"Capping" of sentences for those with mental illnesses caught in the criminal justice system

As a result of the high-profile criminal case involving Tony Rosato who was found guilty of criminal harassment of his wife, the court system is finally reviewing the “warehousing” of people who, for reasons of mental health, have been given open-ended sentences to mental health facilities.

Previously, lawyers have been reluctant to call for their clients to be declared not criminally responsible on account of mental disorder. In doing so their clients faced uncertain futures in mental health facilities, even when their conditions were treatable and, in fact, treated.

“Capping” the sentences would allow judges and the Parole Board to monitor the progress of those found guilty and to allow judges greater freedom in sentencing in such a way that they would get the treatment they needed.

“Several years ago, Parliament passed capping provisions that would limit the time an offender found not criminally responsible would spend in a mental hospital, but they were never proclaimed into law. At the close of the trial, Brodsky said the verdict sent a political signal to Ottawa that the capping provision should be revisited.

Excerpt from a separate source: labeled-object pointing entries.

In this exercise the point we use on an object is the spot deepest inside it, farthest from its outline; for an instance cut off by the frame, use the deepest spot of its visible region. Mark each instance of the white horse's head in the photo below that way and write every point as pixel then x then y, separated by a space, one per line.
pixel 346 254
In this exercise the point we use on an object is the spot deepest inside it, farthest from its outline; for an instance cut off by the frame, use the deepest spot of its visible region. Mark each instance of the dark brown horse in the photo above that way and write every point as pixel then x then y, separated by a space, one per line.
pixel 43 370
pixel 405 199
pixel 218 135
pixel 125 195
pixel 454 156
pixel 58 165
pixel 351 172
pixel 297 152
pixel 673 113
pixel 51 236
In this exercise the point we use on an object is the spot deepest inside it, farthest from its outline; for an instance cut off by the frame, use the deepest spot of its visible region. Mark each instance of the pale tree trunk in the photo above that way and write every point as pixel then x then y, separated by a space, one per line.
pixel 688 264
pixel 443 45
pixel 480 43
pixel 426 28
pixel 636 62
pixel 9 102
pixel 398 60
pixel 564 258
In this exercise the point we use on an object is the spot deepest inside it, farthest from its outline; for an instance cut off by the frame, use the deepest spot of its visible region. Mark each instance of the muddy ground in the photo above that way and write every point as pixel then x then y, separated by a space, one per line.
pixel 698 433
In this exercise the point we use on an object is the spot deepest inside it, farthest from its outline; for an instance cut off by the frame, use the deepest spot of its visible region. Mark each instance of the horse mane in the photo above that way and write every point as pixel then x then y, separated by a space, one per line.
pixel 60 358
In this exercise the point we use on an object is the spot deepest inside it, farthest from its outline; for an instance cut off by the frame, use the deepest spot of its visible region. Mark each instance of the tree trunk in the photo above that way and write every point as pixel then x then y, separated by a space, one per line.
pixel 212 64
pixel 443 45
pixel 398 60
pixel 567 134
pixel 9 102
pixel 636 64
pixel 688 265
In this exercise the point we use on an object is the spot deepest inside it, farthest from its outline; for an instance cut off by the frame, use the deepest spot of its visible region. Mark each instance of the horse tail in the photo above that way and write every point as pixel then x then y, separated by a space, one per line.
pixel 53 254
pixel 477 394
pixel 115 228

Brodsky, who is one of the founders of the Association in Defence of the Wrongly Convicted and who does half his practice in mental-health law, also said the ministry should set up provincewide, coordinated, regional, mental-health courts similar to the full-time dedicated one that exists in Toronto.

“The province itself isn’t regionalized, and it has to be,” says Brodsky.
The courts, in which Crowns and defence lawyers are specially trained in mental-health law work, should exist across the province so that future defendants don’t languish in a provincial lockup like Rosato, he says.

Currently, the only full-time court dedicated to mental-health issues is at Toronto’s Old City Hall. A handful of sporadic, part-time programs exist elsewhere, for example in Ottawa, but “the gaps between them are as large as the Grand Canyon,” he says.

“This is not a big cover-up or conspiracy case, it’s just a case that’s dragged on far too long,” he said.”